Un groupe encore réduit, incapable de peser directement sur le cours des choses, soucieux avant tout d’éduquer ses militants et proches sympathisants, aurait pu prôner l’abstention. Nous sommes désormais en mesure de poser autrement la question. Nous pensons qu’un succès électoral, même limité, de l’Union de la gauche sera perçu par les travailleurs comme une modification en leur faveur du rapport de forces entre les classes, comme un encouragement à la lutte ; nous pensons aussi qu’un tel succès pourrait précipiter la crise politique de la majorité.

Dans ces conditions, si nous sommes prêts à appeler à voter pour l’Union de la gauche au second tour, c’est que nous nous sentons forts. Conscients qu’il ne s’agirait pas d’une solution réelle, mais d’une aggravation des tensions de classes actuelles, nous nous sentons prêts à en assumer toutes les conséquences par notre présence résolue dans la lutte. Nous nous sentons prêts à jouer un rôle moteur dans le sens d’un débordement du cadre légal auquel entend s’en tenir l’Union de la gauche.

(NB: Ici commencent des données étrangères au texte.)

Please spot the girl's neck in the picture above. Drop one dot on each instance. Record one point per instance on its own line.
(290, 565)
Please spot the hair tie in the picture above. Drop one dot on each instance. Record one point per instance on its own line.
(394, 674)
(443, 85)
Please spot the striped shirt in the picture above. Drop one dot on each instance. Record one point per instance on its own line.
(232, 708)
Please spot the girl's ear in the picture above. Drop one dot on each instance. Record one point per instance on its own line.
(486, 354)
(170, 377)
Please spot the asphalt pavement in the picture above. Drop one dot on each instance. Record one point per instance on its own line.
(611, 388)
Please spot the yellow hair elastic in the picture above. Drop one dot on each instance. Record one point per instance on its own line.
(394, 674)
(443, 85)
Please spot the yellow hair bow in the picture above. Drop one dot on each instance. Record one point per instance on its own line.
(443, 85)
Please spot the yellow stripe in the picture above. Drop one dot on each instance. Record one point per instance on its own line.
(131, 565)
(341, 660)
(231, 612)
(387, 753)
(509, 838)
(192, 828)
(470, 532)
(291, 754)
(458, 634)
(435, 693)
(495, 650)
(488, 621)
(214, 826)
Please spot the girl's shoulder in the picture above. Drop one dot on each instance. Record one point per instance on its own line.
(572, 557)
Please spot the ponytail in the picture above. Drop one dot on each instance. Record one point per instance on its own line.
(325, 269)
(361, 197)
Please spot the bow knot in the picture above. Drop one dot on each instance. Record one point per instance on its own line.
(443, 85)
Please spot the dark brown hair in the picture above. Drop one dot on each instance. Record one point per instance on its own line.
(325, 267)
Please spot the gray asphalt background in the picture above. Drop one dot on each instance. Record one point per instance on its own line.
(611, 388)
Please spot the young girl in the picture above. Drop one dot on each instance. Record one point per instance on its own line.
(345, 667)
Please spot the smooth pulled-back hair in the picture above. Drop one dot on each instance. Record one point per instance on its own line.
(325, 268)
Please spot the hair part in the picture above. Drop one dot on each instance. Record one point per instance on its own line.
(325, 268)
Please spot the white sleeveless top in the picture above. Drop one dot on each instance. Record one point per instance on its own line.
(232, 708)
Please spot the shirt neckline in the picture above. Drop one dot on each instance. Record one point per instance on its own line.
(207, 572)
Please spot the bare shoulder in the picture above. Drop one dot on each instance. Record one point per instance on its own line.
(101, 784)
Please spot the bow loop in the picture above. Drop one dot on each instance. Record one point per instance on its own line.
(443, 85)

C’est cette position offensive qu’a adoptée notre congrès en votant la résolution politique par 191 voix contre 71 voix à la position qui défendait le vote en faveur du PCF au second tour, et 12 voix en faveur de l’abstention.

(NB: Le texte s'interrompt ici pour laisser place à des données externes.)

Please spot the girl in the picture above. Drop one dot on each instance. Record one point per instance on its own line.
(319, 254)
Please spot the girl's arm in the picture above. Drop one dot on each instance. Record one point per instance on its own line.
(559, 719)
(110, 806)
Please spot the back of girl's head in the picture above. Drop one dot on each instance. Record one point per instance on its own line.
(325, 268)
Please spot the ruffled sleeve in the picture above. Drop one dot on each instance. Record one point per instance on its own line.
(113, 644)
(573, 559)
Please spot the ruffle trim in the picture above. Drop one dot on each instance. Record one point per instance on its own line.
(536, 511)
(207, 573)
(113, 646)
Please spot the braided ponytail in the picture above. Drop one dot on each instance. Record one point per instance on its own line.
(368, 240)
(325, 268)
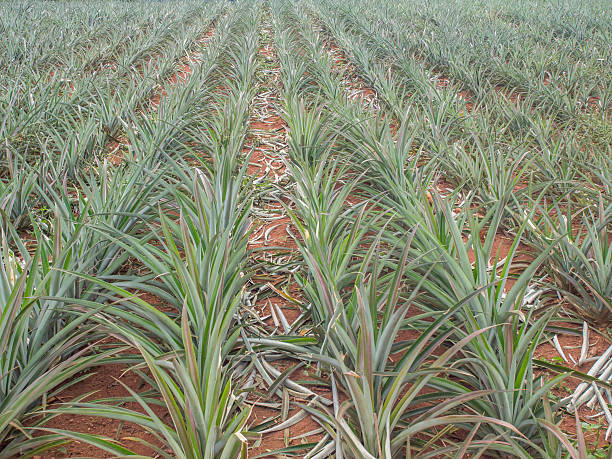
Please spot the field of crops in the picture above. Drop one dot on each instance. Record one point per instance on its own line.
(316, 228)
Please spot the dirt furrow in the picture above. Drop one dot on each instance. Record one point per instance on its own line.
(274, 248)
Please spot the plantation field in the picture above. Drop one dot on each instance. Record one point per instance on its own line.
(325, 228)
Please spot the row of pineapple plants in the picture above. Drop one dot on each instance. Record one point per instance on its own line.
(179, 204)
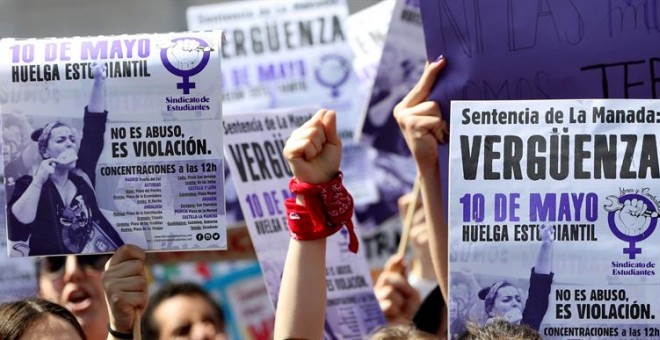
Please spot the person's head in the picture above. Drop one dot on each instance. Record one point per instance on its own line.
(182, 311)
(75, 283)
(501, 298)
(54, 139)
(37, 319)
(400, 332)
(499, 329)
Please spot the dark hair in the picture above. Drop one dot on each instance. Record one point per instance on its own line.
(149, 328)
(18, 316)
(42, 135)
(489, 294)
(400, 332)
(499, 329)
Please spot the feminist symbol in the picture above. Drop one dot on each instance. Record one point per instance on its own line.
(333, 72)
(632, 221)
(185, 57)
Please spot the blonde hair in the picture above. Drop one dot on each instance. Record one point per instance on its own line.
(400, 332)
(499, 329)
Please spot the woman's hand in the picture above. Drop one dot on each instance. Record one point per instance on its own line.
(98, 70)
(46, 168)
(547, 233)
(397, 298)
(314, 149)
(125, 285)
(420, 120)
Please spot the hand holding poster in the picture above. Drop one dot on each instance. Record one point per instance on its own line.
(124, 147)
(560, 196)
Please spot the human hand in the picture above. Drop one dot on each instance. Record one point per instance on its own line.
(398, 300)
(45, 169)
(125, 285)
(98, 70)
(420, 120)
(419, 231)
(547, 233)
(67, 156)
(314, 149)
(631, 216)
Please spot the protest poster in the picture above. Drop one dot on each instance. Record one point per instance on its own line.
(505, 50)
(237, 286)
(253, 148)
(389, 161)
(282, 53)
(123, 143)
(552, 216)
(366, 34)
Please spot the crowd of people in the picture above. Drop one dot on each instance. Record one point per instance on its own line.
(106, 297)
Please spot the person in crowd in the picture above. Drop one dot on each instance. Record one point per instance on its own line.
(321, 207)
(463, 286)
(396, 332)
(397, 298)
(74, 282)
(183, 311)
(503, 299)
(400, 291)
(423, 129)
(499, 329)
(38, 319)
(175, 311)
(55, 209)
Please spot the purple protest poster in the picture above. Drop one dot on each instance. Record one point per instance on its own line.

Maintenant, s’ouvrent à nous de nouvelles tâches.

Nous avons à intervenir de toutes nos forces dans les luttes en cours pour développer et populariser les exemples de démocratie ouvrière, de comités de grève élus et révocables, qui constituent l’expérience d’auto-organisation la plus précieuse pour les travailleurs, à la veille de combats d’une tout autre envergure. Nous avons à montrer de façon concrète, à travers les comités de soutien par exemple, comment se noue une solidarité dans la lutte, autrement solide et cimentée que l’addition de bulletins de vote dans les urnes. Nous avons à appuyer les expériences, même les plus embryonnaires, d’autodéfense ouvrière opposées aux interventions policières du pouvoir et de ses bandes parallèles ; et nous avons, contre les groupes fascistes et les syndicats jaunes, à prendre nous-mêmes en charge l’organisation permanente de cette lutte. Sur le front de l’organisation, nous devrons consacrer davantage d’efforts à l’éducation. Les statistiques recensées à l’occasion du congrès manifestent l’ampleur des disparités dans nos rangs : différences de générations, d’histoire et d’expérience politique, d’origine organisationnelle. Toutes différences qu’il nous faut résorber si nous voulons une organisation trempée idéologiquement, seule garantie de la vie démocratique de l’organisation C’est là la condition pour que les directions soient soumises au feu d’un réel débat interne, et ne sombrent pas dans le conservatisme et le paternalisme prudent par rapport à l’organisation elle-même.

Enfin, la somme et la qualité des saluts internationaux que nous avons reçus sont venues souligner l’ampleur de nos tâches internationalistes. Du soutien à la révolution indochinoise, au soutien de la lutte de libération dans les colonies portugaises. De la défense des travailleurs immigrés, victimes de la surexploitation capitaliste et du racisme, au développement de la solidarité ouvrière à l’échelle européenne. Notre IVe congrès consacré aux débats préparatoires du Xe congrès de la IVe Internationale, nous fournira l’occasion dans les mois qui viennent de nous armer pour ces tâches.

Le contenu des messages comme les discussions que nous avons pu avoir à cette occasion avec les délégués des différents continents marquent très nettement les préoccupations et les problèmes communs d’une génération née de la même vague de montée révolutionnaire. Ils disent avoir à apprendre de notre expérience ; nous avons beaucoup à apprendre de la leur. C’est ensemble que nous trouverons les solutions, et que nous vaincrons.